Abstract

To facilitate human multiple myeloma (MM) engraftment into NOD/SCID recipients, mice were depleted of CD122+ cells (NK and myeloid cells) by antibody-mediated ablation prior to transplantation with the MM cell lines (RPMI8226, RPMI8226-TGL or U226). The MM engraftment, skeletal MM distribution, osteolysis, lambda chain paraprotein and associating disease symptoms in CD122+ cell-depleted and CD122+ cellreplete mice were compared. The CD122+ cell-depleted mice engrafted at a significantly higher frequency with human CD38+, CD56+, PCA-1+ and CD138+ cells.
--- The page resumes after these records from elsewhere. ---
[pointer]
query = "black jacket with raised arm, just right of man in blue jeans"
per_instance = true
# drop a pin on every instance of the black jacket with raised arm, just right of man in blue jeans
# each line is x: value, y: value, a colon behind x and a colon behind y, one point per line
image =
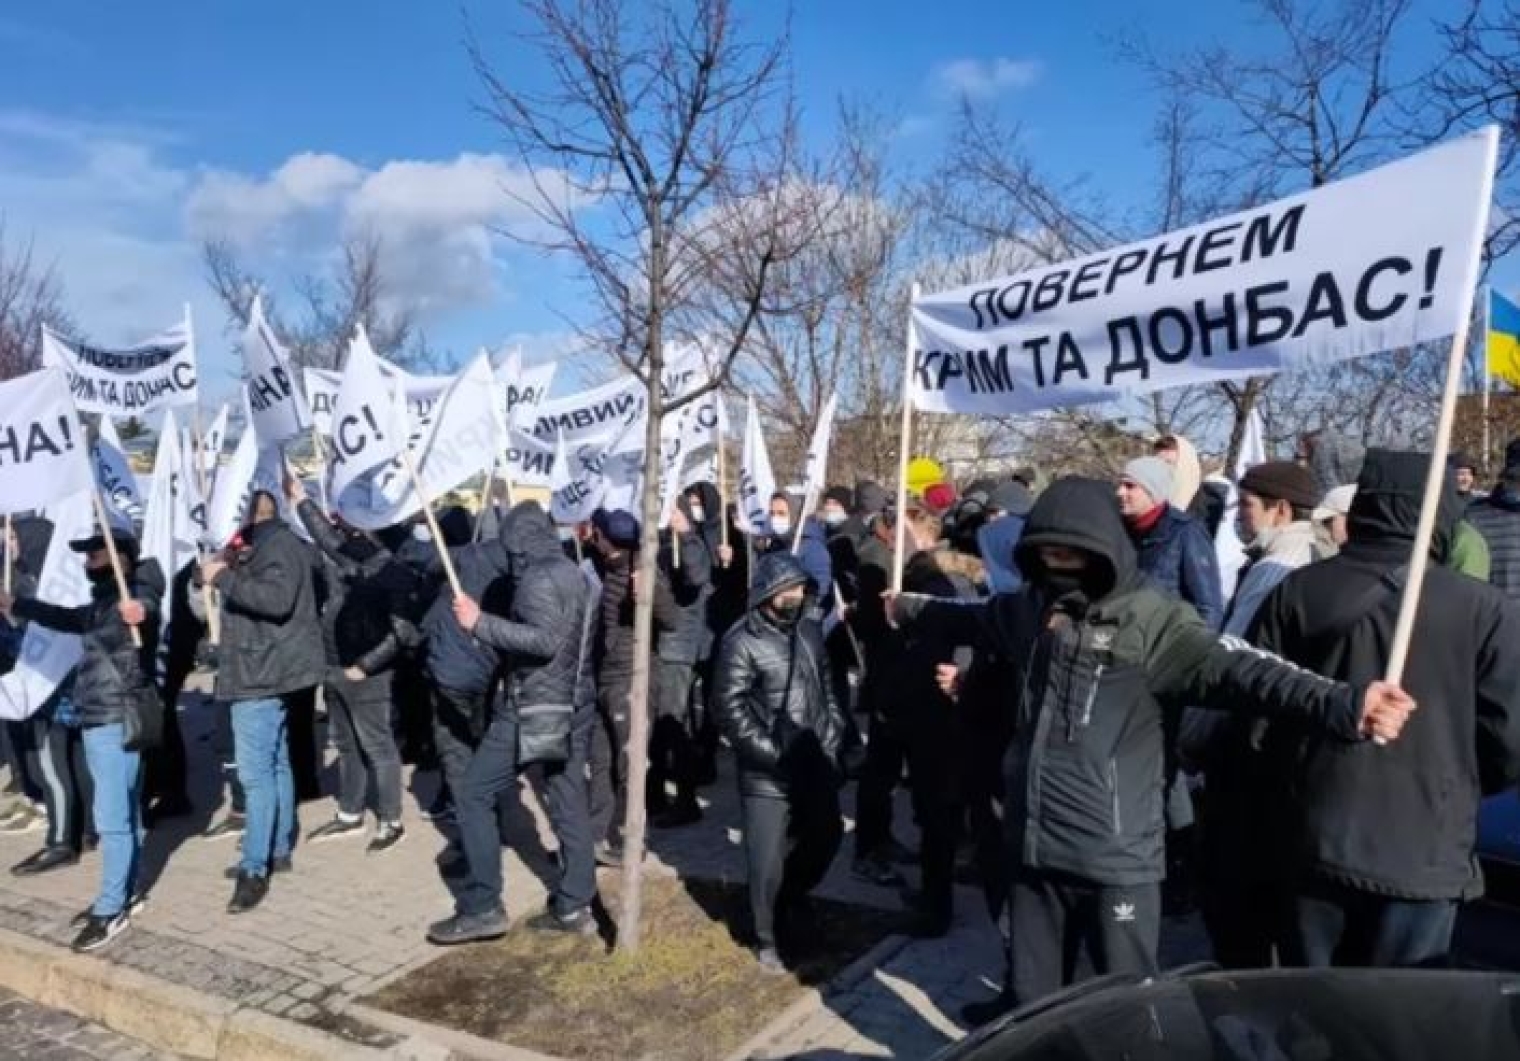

In the CD122+ cell-depleted mice, bioluminescence MM signal involved the whole mouse compared to limited imaging signal in the CD122+ cell-replete mice. The majority 88%–100% of CD122+ cell-depleted mice developed MM engraftment throughout the appendicular and axial skeletons with osteolysis and rare subcutaneous plasmacytomas (11% of mice). Serum paraprotein appeared earlier at 4–5 weeks post-transplant in CD122+ cell-depleted mice and continued to increase during the 12–13 weeks of analysis. The majority, 92% of CD122+ cell-depleted mice developed hind-limb paralysis and had a significantly shortened 45 day survival. Thus, depletion of CD122+ cells reduced resistance to the human MM and produced a new MM xenograft-NOD/SCID model that recapitulates the clinical manifestations of MM and eliminates the major limitations associated with the published MM xenograft-mouse model.